Poudovkine est un maître qui, dans l'histoire du cinéma, a le poids d'un Eisenstein. Mais comme il a un prénom imbittable, il est souvent oublié. La comparaison vaut ce qu'elle vaut mais ces deux géants du cinéma muet russe ont pas mal de points communs à commencer par un oeil incroyable pour filmer les visages (surtout ceux défigurés par la douleur) et un sens fantastique du rythme - et donc du montage. Ces deux là sont d'ailleurs souvent considérés comme les plus importants théoriciens du montage de leur temps, sinon de l'histoire.
En effet il faut voir l'invraisemblable et follement russe "Fièvre des échecs" (1925) pour le croire ou le final endiablé de ce "Tempête sur l'Asie" (1928) ! On s'en frotte encore les yeux.
Ici la coupe est musicale, tout est affaire de temps, de cadence. Aussi les moments les plus intenses sont pensés comme des opéras immenses et on sent comme un souffle épique nous chatouiller la nuque. Pourquoi la nuque ? Continuons.
Cette "Tempête sur l'Asie" est légèrement abracadabrantesque me direz-vous et vous n'aurez pas tort. Ça part plutôt sagement avec une scène de cohue nerveuse et vivante, noeud de la première partie. Le coeur du film en revanche est le plus faible. Un ventre mou aux rebonds scénaristiques douteux (l'ancêtre de Genghis Khan ?! Sérieux !?!) quelque part dans les steppes mongoles.

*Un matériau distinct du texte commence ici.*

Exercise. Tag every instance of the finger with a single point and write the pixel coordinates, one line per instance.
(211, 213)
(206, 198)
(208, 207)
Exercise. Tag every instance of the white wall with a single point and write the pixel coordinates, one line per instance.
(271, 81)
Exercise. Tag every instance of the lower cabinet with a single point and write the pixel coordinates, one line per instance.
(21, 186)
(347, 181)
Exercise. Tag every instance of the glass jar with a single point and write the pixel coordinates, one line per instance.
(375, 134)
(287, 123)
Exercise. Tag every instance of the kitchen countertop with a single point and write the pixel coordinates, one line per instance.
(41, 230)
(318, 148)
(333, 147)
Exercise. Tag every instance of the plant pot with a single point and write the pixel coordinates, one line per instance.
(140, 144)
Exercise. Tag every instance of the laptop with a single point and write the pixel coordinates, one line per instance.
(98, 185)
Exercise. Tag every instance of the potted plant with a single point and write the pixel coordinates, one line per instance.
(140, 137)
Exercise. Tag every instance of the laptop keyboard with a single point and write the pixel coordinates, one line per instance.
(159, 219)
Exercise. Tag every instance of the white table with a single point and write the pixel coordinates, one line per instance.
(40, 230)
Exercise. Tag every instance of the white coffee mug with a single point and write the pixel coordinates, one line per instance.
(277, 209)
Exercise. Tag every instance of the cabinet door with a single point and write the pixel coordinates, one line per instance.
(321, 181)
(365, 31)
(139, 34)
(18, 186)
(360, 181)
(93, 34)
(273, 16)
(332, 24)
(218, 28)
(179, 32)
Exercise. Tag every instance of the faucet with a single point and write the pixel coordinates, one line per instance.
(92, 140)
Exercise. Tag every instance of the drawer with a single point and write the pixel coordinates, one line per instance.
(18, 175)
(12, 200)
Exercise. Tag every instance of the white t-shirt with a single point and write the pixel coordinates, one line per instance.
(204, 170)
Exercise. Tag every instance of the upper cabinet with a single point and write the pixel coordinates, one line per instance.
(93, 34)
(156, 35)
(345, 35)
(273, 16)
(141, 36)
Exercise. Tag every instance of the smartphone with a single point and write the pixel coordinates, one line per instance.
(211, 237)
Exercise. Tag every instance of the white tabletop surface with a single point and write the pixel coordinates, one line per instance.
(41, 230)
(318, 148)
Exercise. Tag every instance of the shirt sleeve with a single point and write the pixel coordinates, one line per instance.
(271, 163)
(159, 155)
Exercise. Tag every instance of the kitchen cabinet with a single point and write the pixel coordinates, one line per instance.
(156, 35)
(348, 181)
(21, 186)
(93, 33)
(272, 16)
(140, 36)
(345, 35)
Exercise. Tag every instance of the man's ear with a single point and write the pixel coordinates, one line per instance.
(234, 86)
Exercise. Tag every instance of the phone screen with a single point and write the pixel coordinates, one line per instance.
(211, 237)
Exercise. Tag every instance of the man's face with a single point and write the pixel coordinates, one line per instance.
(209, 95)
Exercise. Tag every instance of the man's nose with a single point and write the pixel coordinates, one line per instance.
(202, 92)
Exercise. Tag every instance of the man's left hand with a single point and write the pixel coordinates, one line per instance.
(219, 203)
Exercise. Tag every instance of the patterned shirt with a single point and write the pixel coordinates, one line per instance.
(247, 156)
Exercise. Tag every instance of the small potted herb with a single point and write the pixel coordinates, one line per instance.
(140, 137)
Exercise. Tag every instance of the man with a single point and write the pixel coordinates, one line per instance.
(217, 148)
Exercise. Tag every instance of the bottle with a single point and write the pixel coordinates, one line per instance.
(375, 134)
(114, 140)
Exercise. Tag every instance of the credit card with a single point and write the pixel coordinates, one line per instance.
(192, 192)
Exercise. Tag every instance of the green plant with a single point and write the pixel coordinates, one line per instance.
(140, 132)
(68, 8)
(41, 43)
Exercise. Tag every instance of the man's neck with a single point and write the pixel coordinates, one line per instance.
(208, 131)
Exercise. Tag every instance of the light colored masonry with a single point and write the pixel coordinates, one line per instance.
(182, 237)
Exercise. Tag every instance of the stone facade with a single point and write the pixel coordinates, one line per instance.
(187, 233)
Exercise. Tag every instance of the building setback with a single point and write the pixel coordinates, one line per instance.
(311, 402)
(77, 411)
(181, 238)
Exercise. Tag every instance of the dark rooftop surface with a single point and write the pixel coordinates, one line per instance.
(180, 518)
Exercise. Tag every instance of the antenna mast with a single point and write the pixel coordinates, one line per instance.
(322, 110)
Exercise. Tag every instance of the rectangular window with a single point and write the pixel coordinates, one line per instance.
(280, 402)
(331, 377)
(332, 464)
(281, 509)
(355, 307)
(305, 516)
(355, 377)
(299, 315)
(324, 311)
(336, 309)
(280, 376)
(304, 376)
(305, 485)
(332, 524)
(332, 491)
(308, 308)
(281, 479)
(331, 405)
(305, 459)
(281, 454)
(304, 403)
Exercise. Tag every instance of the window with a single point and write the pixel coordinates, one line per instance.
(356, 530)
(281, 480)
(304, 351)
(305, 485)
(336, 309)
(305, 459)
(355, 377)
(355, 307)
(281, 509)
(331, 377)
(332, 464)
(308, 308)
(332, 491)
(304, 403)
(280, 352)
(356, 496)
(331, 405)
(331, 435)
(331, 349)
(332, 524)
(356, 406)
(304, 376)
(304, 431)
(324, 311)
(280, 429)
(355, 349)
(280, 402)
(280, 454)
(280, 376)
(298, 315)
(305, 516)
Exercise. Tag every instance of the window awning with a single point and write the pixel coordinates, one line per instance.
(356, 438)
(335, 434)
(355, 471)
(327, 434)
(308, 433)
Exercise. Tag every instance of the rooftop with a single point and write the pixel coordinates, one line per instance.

Ça dure une bonne heure et un stage de formation chez Chantal Akerman n'est pas de trop.
Bref, l'ami Poudovkine s'offre, et peu importe le prétexte, un final grandiose qui fait date. Quelque chose comme une tornade Keatonniene (sans humour mais sans propagande malvenue), 20 minutes splendides qui lorgnent du côté des paysages de Dovjenko. Rien que pour cette merveille qui balaye quasiment tout qui s'est fait en 30 ans de muet, on pardonnera les errances précédentes et on fera en sorte d'apprendre une fois pour toute le prénom de ce génial et fou Vsevolod.